NCPS | William urges employers to support workers with mental ill…

The Duke of Cambridge has called on chief executives and businesses to help end the stigma surrounding mental health in the workplace.

William told an audience of business leaders in London: "As a pilot working with an air ambulance charity, I have seen first-hand how work can affect individuals' mental health. "Mental health exists, just as physical health exists. It is no big deal."

The Duke called on businesses to sign the "Time for Change Employer Pledge", which commits them to change the way mental health is spoken about in the workplace. Mind, the charity behind the pledge, said about £26 billion is lost every year in the UK due to workers taking time off with mental illness.

William continued: "All of the air ambulance team know that we can get help for what is going on in our heads if we need it. "We know where to turn as practical help is well signposted, and we know that no-one will judge us if we do admit to difficulties. Fortunately, the rewards of such an open approach are worth it for the employer, too."

The event was hosted by Unilever, whose chief executive Paul Polman said he was inspired to make mental health a priority in his workplace after seeing employees and fellow executives suffer, and following the suicide of a good friend. "You all have daughters, you all have sons," he appealed to the business chiefs. "It is an issue that affects us all."

William also spoke to charities who help companies understand mental health in the workplace.

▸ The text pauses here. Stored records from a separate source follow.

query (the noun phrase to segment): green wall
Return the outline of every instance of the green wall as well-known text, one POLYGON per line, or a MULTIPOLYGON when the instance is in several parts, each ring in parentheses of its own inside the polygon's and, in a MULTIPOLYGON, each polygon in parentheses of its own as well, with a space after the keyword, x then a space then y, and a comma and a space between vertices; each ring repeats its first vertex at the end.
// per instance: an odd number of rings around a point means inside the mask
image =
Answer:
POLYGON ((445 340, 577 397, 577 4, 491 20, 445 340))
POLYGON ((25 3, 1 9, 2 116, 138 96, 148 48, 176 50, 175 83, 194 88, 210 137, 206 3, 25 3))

He told Calm, the Campaign Against Living Miserably, that people "go through the physical processes... but no-one examines the mental".

The Duke said in his speech: "Catherine, Harry and I have been campaigning on this issue for only a few months now, but what we have observed already is that when we get our heads together, when we talk and listen to family, to friends and colleagues, we share the load. "It is really that simple: a problem shared is a problem halved."

David Titman, marketing manager at Unilever, suffered from depression and bereavement, which led to him needing time off work. He praised the support Unilever gave him, which included getting him counselling, and encouraged people to seek help. The 31-year-old said: "Find someone. If you have to go to your boss's boss, or even higher, find someone that you feel you can confide in. "Having the conversation with anyone is step one."

Statistics from Mind show mental health is now the leading cause of sickness absence in the UK, but 95% of employees calling in sick with stress give a different reason for their time off work.

William said: "For too long, held back by stigma, shame and fear, people have found it difficult to open up to others about those times when their mental health needs support. "Without employers committed to changing attitudes, we would be pushing a rock uphill - but, with you, we can and will change the way we think about mental health in this nation."